Yllka Berisha (born January 18, 1988) is a Kosovar–Swedish model, singer and beauty pageant titleholder who was crowned Miss Earth Kosovo 2008 and represented her country at Miss Earth 2008.

==Biography==
Berisha was born January 18, 1988, in Pristina, at the time SAP Kosovo, SFR Yugoslavia. She moved permanently to Laholm in Sweden with her parents in 1992. She completed Swedish high-school on a science programme.

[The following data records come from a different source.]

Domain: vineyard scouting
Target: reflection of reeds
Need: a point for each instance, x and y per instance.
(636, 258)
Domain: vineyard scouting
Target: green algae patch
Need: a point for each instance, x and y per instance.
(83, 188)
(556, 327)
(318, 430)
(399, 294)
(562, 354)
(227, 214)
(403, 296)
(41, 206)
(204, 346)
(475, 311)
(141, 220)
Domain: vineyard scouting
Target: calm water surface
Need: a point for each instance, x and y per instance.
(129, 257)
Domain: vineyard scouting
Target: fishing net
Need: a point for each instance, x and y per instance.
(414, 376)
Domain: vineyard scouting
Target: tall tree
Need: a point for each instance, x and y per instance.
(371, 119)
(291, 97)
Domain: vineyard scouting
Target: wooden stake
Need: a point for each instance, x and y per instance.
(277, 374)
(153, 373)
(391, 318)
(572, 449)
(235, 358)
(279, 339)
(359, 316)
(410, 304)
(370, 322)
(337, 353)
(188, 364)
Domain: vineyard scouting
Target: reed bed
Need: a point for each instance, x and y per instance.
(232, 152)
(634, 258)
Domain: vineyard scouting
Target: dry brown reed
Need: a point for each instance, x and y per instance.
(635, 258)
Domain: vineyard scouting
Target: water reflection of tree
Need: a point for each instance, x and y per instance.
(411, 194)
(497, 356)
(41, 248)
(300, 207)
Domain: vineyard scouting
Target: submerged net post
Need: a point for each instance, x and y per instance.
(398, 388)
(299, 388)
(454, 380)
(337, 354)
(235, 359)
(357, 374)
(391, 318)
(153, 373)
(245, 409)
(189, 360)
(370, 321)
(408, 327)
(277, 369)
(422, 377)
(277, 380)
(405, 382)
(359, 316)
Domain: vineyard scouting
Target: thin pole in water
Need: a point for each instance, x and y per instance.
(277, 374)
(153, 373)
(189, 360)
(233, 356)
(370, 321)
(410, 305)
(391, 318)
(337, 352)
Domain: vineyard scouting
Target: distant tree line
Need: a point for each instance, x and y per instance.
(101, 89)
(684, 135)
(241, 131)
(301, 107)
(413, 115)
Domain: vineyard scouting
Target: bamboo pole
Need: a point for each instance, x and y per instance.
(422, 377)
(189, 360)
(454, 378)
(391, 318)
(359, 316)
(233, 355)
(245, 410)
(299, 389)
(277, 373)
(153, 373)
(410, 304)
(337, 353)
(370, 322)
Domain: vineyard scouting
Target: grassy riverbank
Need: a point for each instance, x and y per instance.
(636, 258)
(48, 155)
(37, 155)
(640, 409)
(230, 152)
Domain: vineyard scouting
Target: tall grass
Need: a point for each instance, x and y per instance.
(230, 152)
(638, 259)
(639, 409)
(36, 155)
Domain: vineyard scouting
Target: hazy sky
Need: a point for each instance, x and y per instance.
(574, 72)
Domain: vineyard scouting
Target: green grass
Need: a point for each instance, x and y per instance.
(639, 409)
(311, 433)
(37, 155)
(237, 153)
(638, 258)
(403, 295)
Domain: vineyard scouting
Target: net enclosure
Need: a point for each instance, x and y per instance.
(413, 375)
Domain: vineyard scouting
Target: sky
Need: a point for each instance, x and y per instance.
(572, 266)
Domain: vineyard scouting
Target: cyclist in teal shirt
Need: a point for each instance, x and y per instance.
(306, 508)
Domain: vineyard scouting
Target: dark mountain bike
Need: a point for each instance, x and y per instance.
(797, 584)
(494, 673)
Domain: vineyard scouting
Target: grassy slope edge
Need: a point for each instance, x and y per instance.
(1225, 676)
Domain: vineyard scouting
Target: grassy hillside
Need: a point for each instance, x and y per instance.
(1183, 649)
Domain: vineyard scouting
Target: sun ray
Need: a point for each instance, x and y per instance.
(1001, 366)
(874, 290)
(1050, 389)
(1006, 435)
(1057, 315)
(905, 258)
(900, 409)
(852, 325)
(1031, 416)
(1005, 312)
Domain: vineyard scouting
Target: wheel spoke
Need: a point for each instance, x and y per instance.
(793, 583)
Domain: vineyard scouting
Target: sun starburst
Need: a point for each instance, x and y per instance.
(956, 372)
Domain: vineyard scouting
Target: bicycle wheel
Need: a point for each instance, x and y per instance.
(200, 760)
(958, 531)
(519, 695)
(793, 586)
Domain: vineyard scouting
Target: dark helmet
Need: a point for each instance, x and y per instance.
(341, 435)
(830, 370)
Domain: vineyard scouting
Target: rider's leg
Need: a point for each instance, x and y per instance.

==Modelling and pageants==
She won the title of Miss Kosovo on December 12, 2007. Berisha represented Kosovo at the Top Model of the World 2008 pageant in Egypt on January 18, 2008. She expressed hope of Kosovo becoming independent, so she could be the first woman to represent her country at the Miss Earth. Kosovo has since become an independent state. Before winning the Miss Kosovo title, Berisha was second runner up at the Miss Albania pageant and first runner up at the Miss Scandinavia pageant. At Miss Earth 2008 Berisha was unplaced on November 9, 2008.

==Personal life==
Berisha speaks fluent Swedish, English and Albanian. She sees modelling as a hobby and aspires to become a medical doctor or an engineer. Berisha lives in Gothenburg, Sweden with her boyfriend. She and her family are a part of the Berisha tribe.

==Music career==
Berisha is also a singer and has recorded two songs and one music video in Sweden. Her music producer is Genc Vela from 8-blockz. They wrote the lyrics for the first song together.